В действительности фон Дамбах был усталым, стареющим дипломатом, так что скорбь его была неподдельна. Но она не имела ничего общего с официальным поводом. Усталый барон прекрасно понимал, что сам он принадлежит давно ушедшему — от усталости — времени, которое кануло в темные густые воды Леты и унесло с собой воспоминания о Вердене, о национальном унижении в Компьене, о самой Веймарской республике. Но, какие бы политические ошибки и грехи тогда ни совершались, в те времена порядочность и человечность еще не были окончательно утрачены. Хм, а что если он заблуждается, причем намеренно? Что если Германия всегда была одна и та же, неизменная и неизменяемая? Возможно. Душа барона, однако, жаждала одного: чтобы лично его оставили в покое, а что касается Германии, то те, прежние ценности и заблуждения… кому они мешали?

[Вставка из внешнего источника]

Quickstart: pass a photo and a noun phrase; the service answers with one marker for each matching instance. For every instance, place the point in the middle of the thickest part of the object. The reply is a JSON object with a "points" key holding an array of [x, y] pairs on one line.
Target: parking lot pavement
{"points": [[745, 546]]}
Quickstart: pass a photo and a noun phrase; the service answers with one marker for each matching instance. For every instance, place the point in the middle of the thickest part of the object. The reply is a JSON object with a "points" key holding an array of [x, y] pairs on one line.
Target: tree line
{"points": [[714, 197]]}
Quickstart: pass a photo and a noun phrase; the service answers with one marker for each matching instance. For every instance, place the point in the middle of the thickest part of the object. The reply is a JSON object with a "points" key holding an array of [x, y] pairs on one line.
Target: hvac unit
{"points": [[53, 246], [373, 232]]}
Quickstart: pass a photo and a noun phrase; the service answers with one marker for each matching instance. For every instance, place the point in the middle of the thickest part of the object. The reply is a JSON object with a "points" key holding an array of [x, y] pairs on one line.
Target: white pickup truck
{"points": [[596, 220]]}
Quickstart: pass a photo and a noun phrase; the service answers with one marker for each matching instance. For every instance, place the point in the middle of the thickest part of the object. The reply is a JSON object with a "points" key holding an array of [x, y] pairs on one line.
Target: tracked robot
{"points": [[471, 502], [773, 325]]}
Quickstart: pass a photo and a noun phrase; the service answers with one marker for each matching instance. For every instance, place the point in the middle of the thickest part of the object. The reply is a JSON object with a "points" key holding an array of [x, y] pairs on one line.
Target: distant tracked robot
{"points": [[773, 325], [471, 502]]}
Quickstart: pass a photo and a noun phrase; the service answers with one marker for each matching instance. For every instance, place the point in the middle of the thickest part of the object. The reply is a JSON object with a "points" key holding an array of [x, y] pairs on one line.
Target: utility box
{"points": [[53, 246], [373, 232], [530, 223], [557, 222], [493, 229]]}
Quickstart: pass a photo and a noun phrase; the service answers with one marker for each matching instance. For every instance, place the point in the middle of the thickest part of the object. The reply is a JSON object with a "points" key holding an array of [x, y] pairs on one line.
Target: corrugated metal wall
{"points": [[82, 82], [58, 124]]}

Что мог предложить взамен Гитлер, кроме своих маниакальных, гибельных идей о мировом господстве? В любом случае в его, фон Дамбаха, время коллективный разум не был так замутнен, коллективный мозг Фатерланда не разъедала раковая опухоль нацизма. А теперь Германия была обречена, обречена, обречена! Места для сомнений не оставалось. Пусть гитлеровский рейх все еще не теряет исконных территорий (Сталинград, в конце концов, это далекая чужбина), но нечто куда более важное неудержимо убывает: территория надежды. Сжимается, как шагреневая кожа… А что же национальные идеалы? О, они-то на верном пути к крушению. Их втаптывают в непроходимую грязь военных дорог, их пускают по ветру. Как скорпион, попавший в безвыходное положение, Германия сама наносит себе смертельный удар жалом. Но с Германией все же не будет покончено — в отличие от нас.

Барон отошел к панорамному — так называемому французскому — окну, начинавшемуся почти от пола, отсутствующим взглядом уставился на тщательно подстриженный газон. Словно напоминая, что время печалиться, траурное полотнище, перекрученное порывом ветра, на секунду перекрыло ему всякую видимость. Что ж, он и печалился.


…Задрав ноги на стол, Дитер покуривал и слушал радио. Сегодня, в день траура, немецкая радостанция безостановочно транслировала музыку Вагнера — ни тебе реклам ресторанов и других увеселительных заведений, ни тебе бодрых, сентиментальных рассказов о Германии. В последнее время оттуда, из Германии, шанхайский аэропорт ежедневно принимал один перегруженный пассажирами «юнкерс» за другим.

Радиорубка резиденции находилась под самой крышей, за железной дверью с надписью «Вход строго воспрещен». Ее изолированность от мира и от незваных посетителей дарила Дитеру редкое ощущение полной безопасности. Утром он доставил посла из дому на работу, и теперь мог сибаритствовать до самого обеда.